La que murió en Papudo
Capitulo I
El verano del 63
Ni Papudo, un balneario de la central de Chile, ni los bomberos, voluntariosos
y amateurs en este país, prometen mucho en material de narración
criminal. Pero ocurre que uno de los primeros casos en que se pudo observar
los extraños modos de investigación de los hermanos Menie, e
incluso asistirlos durante su trabajo, tuvo lugar en Papudo, caso que contó
además con algún protagonisno de los bomberos del pueblo, menos
fascinantes aún que sus congéneres de otros lados, si esto se
puede decir.
Los hechos acontecieron durante el verano del 1963. Nuestro último
año juntos en el Colegio Rafael Arcángel donde yo era condiscípulo
de Jorge Menie, el menor. Juan, el mayor, cursaba brillantemente Segundo año
de sociología tras un breve paso por medicina, y había cambiado
la devoción al Joven Tobías por el estudio del Joven Marx. Él,
a quien medio colegio, y sobre todo los curas, daban por tarado. Era, eso
sí, el único alumno que podía reivindicar un intento
de suicidio casi exitoso, por lo que contaba con el supersticioso respeto
de todos. El suicidio era “pecado mortal“, concepto hermético
sobre el cual se sostenía la rígida moral Cristiana que nos
inculcaba.
Nos habíamos hecho amigos con los Menie por el mutuo reconocimiento
de inquietudes culturales afines.
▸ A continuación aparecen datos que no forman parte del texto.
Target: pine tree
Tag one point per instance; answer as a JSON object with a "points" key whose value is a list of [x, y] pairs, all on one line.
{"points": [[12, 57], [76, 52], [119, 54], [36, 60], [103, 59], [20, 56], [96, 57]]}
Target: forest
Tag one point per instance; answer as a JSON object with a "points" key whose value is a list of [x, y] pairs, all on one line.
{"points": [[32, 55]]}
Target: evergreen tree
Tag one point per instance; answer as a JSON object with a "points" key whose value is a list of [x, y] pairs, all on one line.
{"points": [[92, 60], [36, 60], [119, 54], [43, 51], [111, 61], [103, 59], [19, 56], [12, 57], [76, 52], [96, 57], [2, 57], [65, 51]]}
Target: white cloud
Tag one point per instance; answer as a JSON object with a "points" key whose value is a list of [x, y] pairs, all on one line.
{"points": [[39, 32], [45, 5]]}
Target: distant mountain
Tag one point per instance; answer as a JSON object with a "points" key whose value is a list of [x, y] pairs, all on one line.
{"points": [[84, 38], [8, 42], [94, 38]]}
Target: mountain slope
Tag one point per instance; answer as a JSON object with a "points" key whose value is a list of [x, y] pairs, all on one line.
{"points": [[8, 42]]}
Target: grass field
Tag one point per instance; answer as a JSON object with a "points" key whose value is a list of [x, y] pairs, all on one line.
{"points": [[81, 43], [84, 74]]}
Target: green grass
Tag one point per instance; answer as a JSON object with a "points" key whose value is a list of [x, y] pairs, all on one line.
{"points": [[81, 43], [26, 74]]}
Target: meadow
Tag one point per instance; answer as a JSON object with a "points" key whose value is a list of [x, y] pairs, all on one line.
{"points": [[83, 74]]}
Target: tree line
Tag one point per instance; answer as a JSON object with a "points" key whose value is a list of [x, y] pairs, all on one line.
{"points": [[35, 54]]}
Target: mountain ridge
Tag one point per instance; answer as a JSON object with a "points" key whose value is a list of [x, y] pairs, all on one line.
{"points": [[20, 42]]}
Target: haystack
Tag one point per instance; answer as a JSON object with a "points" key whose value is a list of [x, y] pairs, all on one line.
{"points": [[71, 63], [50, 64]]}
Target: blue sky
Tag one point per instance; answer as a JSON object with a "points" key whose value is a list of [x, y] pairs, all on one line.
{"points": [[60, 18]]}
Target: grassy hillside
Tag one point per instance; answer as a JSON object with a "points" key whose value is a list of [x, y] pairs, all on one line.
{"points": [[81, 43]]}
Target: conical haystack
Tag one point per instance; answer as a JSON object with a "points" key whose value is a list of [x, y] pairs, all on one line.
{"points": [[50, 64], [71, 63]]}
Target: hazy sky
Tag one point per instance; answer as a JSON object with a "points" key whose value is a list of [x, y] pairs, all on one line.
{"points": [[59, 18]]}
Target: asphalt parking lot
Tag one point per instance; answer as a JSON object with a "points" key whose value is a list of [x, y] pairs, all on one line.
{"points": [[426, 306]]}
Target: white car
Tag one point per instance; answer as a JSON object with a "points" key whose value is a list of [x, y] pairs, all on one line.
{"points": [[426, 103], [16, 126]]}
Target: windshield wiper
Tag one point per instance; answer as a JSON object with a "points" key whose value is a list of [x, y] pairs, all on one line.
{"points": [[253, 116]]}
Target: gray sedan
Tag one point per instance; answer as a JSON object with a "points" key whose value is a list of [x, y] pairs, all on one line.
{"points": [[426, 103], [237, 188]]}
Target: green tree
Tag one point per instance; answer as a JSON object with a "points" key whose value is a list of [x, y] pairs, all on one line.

Al revés de la mayoría de
los alumnos del colegio, interesados en el futbol y el rocanrol, cuando no
empeñados en salvar su Alma, nosotros habíamos hecho algunos
pequeños descubrimiento en las artes mayores: nos gustaban las casa
viejas, la pintura impresionista, la música clásica y el arte
religioso. Aparte de la lectura naturalmente, vicio en que evolucionábamos
sin método pero con fervor.
Ese verano invite a los Menie a pasar las vacaciones estivales en mi casa
familiar en Papudo, simulacro de mansión neogótica que hiciera
construir mi abuelo, un prototipo del extravagante de provincia. Era una casa
de cuatro pesos disparados hacia el cielo, donde sobraban cuartos, pasillos,
techos puntiagudos, torres, terrazas y otras fantasias; pero donde faltaban
baños, calefacción y cualquier esbozo de comodidad. Si hubiera
estado construída con materiales de calidad, y no con mezcla de adobe
y tablas que le habían endosado al abuelo, todavía sería
el orgullo de Papudo (y mío) como siempre lo fue. Las goteras y los
vientos que se colocaban por todas partes la fueron minando. Un terremoto
terminó por derrumbarla, como a otras casas señoriales del balneario.
Aunque muchas de éstas fueron víctimas más bien de los
alcaldes venales y de sus propietarios mentecatos, que de las furias telúricas.